Notisul – Ainda que o HNSC seja o maior hospital em número de leitos pelo SUS, havia falta de acomodações para todos. Este problema ainda continua?
Irmã Jacira
– Continua. E considero um problema sério. Ainda não consegui ver uma solução para esta questão. A quantidade (de leitos) que temos hoje já não supre mais as nossas necessidades. Como não temos leitos para atender a todos, muitos ficam instalados na emergência, o que não deveria ocorrer. Isso que são 405 leitos pelo SUS, quase 70% dos leitos do hospital inteiro. Isso deve-se também ao número de dias que os pacientes ficam internados. Encontramos uma realidade complexa em Tubarão. Muitas vezes, o paciente não tem o medicamento para continuar o tratamento em casa, ou a alimentação obrigatória para continuar a dieta. Por isso, muitos precisam ficar o dobro do tempo, às vezes o triplo, para poder recuperar-se. Com isso, não há tanta rotatividade e a solução é deixar quem chega por último na emergência mesmo. Não podemos e não vamos deixar de atender ninguém. Isto reflete também no déficit da emergência.

Notisul – E a UTI? Neste setor, também havia falta de leitos. Isto será resolvido?
Irmã Jacira
– Assim espero. Ao todo, temos 32 leitos de UTI: 20 para adultos, dez para o setor neonatal e dois para a pediatria. Mesmo assim, não são suficientes. Antes da irmã Enedina sair, ela fez uma previsão orçamentária para aumentar o setor. Mas a secretaria estadual de saúde não autorizou a obra. Por enquanto, temos que aguardar. No fim deste ano, quando faremos a previsão orçamentária do hospital para 2010, vamos fazer uma nova tentativa. Se de certo, poderemos abrir mais dez ou 20 vagas.

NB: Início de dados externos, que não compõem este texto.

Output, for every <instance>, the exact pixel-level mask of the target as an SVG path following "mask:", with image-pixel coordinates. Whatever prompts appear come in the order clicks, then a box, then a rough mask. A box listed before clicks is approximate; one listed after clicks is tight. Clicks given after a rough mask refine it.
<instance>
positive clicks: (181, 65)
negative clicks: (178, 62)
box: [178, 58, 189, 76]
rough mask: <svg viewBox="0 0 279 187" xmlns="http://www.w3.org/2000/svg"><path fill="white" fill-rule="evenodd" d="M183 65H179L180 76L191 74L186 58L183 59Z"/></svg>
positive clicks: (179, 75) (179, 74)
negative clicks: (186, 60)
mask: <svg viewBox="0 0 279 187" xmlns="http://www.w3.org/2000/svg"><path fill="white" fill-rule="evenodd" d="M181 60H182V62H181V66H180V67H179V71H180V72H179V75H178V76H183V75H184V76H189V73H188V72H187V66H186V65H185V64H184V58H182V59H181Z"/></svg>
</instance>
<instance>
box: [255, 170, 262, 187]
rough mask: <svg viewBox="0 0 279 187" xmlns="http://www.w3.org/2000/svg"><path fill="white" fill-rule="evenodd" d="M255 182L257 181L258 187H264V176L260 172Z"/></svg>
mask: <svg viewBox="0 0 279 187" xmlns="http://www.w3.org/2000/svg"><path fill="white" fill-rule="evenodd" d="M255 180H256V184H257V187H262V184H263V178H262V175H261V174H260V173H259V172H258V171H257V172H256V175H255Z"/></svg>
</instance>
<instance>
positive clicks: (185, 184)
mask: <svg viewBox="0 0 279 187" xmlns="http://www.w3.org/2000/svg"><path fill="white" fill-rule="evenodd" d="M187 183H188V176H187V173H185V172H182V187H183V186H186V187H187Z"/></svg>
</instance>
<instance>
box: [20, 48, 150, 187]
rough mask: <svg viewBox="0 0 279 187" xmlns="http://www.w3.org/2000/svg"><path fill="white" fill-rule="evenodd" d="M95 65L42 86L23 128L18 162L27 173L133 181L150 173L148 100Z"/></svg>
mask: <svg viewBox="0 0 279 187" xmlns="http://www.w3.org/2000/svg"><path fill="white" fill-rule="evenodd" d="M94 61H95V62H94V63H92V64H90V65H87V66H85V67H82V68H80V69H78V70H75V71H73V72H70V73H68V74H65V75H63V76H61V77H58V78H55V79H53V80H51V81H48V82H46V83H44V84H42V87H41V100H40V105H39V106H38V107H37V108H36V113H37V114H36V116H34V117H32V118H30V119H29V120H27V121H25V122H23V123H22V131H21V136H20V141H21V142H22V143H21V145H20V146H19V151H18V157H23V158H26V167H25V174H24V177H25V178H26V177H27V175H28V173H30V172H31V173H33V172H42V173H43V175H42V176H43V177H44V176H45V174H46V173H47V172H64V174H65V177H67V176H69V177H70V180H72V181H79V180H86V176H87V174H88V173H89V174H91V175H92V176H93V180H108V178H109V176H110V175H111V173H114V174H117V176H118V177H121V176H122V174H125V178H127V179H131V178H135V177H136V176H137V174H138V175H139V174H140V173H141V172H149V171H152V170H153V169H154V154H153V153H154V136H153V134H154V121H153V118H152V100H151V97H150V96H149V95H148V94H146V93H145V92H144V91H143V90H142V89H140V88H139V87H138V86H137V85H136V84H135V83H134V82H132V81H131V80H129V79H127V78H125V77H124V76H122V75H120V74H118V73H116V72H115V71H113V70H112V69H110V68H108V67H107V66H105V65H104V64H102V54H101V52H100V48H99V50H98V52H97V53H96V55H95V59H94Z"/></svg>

Notisul – E se está tudo cheio e chega alguém que realmente precisa? O que é feito?
Irmã Jacira
– Não temos leitos, mas temos bastante equipamentos, então, colocamos o paciente nos setores onde há médicos 24 horas por dia e acesso rápido. É o caso do centro cirúrgico, do prontoatendimento e da emergência. Então, o paciente fica como se estivesse na UTI, com toda a aparelhagem, mas em leitos normais. Não é exatamente o correto, mas é o possível.

Notisul – Quais as suas metas frente à direção-geral do hospital neste ano?
Irmã Jacira
– Atendimento, atendimento, atendimento (risos). Desde o começo do ano, o principal foco foi a emergência. Quero que seja nosso cartão de visitas. Que a pessoa chegue ao setor e saiba que será, sempre, bem atendida. Outra meta é capacitar os colaboradores, contratar profissionais que deem excelência no atendimento. Outra meta é finalizar as reformas iniciadas na gestão da irmã Enedina Sacheti. Falta a maternidade e o setor oito, ambos que atendem pacientes do SUS, o revestimento externo do novo prédio e também a instalação de um novo aparelho de raio-x na emergência. Como não há espaço, precisaremos construir um lugar específico.